If you use LIO references that are directly marked with a label, you get everything for free:
newLIORef :: Label l => l -> a -> LIO (LIORef l a)
This is essentially a write (of the initial data), but as you are creating new data, you can choose the label yourself. So the label has to be between your current label and your current clearance. The current label does not change.
readLIORef :: Label l => LIORef l a -> LIO l a
Reads, so the label has to be below the current clearance, and the current label is raised if necessary.
writeLIORef :: Label l => LIORef l a -> a -> LIO l ()
Writes, so it has exactly the same constraints attached to it as newLIORef.
The current label does not change.
modifyLIORef :: Label l => LIORef l a -> (a -> a) -> LIO l ()
Is seen as only a write, because the original value of the reference is not
exposed. So it has the same restrictions as writeLIORef.
It is natural that everyone has a certain amount of control over the secrecy and integrity of data that is against the natural order of everything automatically becoming only more secret and less trusted.

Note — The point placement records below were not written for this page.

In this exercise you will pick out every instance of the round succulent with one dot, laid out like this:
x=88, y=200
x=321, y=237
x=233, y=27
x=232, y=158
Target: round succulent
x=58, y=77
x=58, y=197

For example, if I receive data marked secret to me, I can very well
decide that I don't in fact consider it secret, and mark it
public. However, if I receive data that is marked secret to me (P) and
someone else (Q), i.e., has secrecy P /\ Q, then I can at most remove
my secrecy component and declassify it to secrecy Q. I cannot make it
completely public, however.
Does that mean that I can't myself read it any more after declassification?
Dually, if I receive untrusted data, I can check it and declare that it is,
in fact, trusted by me. I can sign it. It then has integrity P. I can also
sign data that already has higher integrity than True. I.e., integrity Q.
If I then sign it, it gets integrity P /\ Q. However, I cannot usually
sign data in any other way. So I cannot take untrusted data and suddenly
claim it has integrity Q.
This is covered in LIO by the concept of privileges.
TODO: As I understood, privs are values that I can give untrusted code to do things that they are not supposed to do according to their lio state. I though declassification and endorsement would in principle work without privs, but I need to think more about this.